Reconstruction of In-cylinder Temperature, Equivalence Ratio and NOx Distribution Fields using Proper Orthogonal Decomposition Technique

The present study aims to reduce the computational cost of in-cylinder phenomena simulation under the light of employing Proper Orthogonal Decomposition (POD) technique. The equivalence ratio as the main identifier for soot formation tendency along with temperature and nitrogen oxide fields, are studied inside a gas-fuelled engine. The required correlation matrix is built based on ten snapshots obtained from the results of engine three-dimensional simulation, which are verified based on experimental data. The AVL-FIRE v. 2013 software is used to carry out the three dimensional simulations.
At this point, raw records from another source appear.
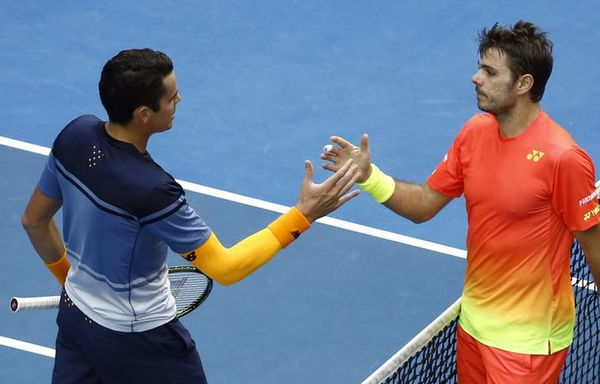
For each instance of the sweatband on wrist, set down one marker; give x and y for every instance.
(60, 268)
(289, 226)
(379, 185)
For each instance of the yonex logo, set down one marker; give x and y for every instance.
(96, 156)
(535, 155)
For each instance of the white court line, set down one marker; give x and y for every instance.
(241, 199)
(27, 347)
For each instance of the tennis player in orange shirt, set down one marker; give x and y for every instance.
(529, 189)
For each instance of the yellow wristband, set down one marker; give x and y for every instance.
(379, 185)
(289, 226)
(60, 268)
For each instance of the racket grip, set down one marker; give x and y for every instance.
(29, 303)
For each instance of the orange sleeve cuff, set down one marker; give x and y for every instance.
(289, 226)
(60, 268)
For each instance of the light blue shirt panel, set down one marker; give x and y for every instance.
(48, 182)
(183, 230)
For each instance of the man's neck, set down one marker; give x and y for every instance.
(518, 119)
(129, 134)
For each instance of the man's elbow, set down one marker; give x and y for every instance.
(28, 223)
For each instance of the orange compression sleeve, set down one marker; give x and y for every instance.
(60, 268)
(230, 265)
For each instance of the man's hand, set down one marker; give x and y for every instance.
(318, 200)
(343, 151)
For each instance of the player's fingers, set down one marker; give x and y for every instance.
(342, 143)
(364, 143)
(348, 179)
(339, 173)
(349, 196)
(329, 167)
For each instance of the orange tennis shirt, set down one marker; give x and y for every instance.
(524, 197)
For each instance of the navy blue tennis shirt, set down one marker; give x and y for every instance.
(121, 211)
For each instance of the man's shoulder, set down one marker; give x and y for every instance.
(77, 128)
(479, 125)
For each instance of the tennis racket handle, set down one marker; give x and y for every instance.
(28, 303)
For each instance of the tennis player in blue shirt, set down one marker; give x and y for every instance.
(121, 211)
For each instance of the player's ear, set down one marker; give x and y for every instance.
(142, 114)
(525, 83)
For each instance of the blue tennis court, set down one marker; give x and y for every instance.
(264, 84)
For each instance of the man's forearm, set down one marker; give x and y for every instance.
(46, 240)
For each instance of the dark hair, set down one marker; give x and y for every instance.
(133, 78)
(528, 49)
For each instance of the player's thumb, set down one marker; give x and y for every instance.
(308, 171)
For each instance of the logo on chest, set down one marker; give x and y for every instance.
(535, 155)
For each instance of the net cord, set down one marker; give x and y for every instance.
(415, 345)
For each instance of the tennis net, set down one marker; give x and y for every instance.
(430, 357)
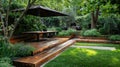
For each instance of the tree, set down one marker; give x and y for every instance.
(95, 7)
(4, 13)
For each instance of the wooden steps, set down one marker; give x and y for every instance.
(41, 57)
(47, 45)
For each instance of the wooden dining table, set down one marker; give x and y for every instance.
(38, 33)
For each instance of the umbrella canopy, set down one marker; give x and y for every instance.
(41, 11)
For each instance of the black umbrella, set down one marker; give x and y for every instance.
(41, 11)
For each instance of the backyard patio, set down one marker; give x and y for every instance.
(65, 33)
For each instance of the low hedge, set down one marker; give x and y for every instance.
(91, 32)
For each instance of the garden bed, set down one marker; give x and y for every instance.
(82, 57)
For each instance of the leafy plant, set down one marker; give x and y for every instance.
(114, 37)
(92, 32)
(5, 62)
(6, 49)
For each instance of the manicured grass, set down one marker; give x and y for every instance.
(81, 57)
(98, 44)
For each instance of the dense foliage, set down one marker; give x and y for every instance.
(5, 62)
(92, 32)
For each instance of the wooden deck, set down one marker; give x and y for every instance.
(44, 52)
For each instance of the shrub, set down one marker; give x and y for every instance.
(19, 50)
(82, 32)
(92, 32)
(23, 50)
(5, 62)
(6, 49)
(114, 37)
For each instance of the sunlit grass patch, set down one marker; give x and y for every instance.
(82, 57)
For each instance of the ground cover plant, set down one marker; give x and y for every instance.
(82, 57)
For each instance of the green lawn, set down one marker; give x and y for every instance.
(81, 57)
(117, 46)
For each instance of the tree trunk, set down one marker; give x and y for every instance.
(94, 18)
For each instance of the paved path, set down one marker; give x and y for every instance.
(95, 47)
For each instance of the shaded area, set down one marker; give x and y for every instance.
(41, 11)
The flow field at 3250 rpm is then estimated by POD coefficients and subsequent curve fittings. To validate the reduced order results, this condition is simulated by the software. For instance, temperature and equivalence ratio fields at top dead center and 5 degree after top dead center are compared. The relevance index for equivalence ratio indicates about 96% consistency between reduced order and 3D simulation results. On the other hand, this index is found to be about 99% at both crank angels for temperature, which proves a more coherent structure in the temperature field than that of equivalence ratio. Meanwhile, the analysis of 3D simulation results by POD demonstrates a more coherent structure for the in-cylinder flow regime at top dead center. This consistency is obtained in spite of computation time of POD being approximately 1% of 3D simulation time.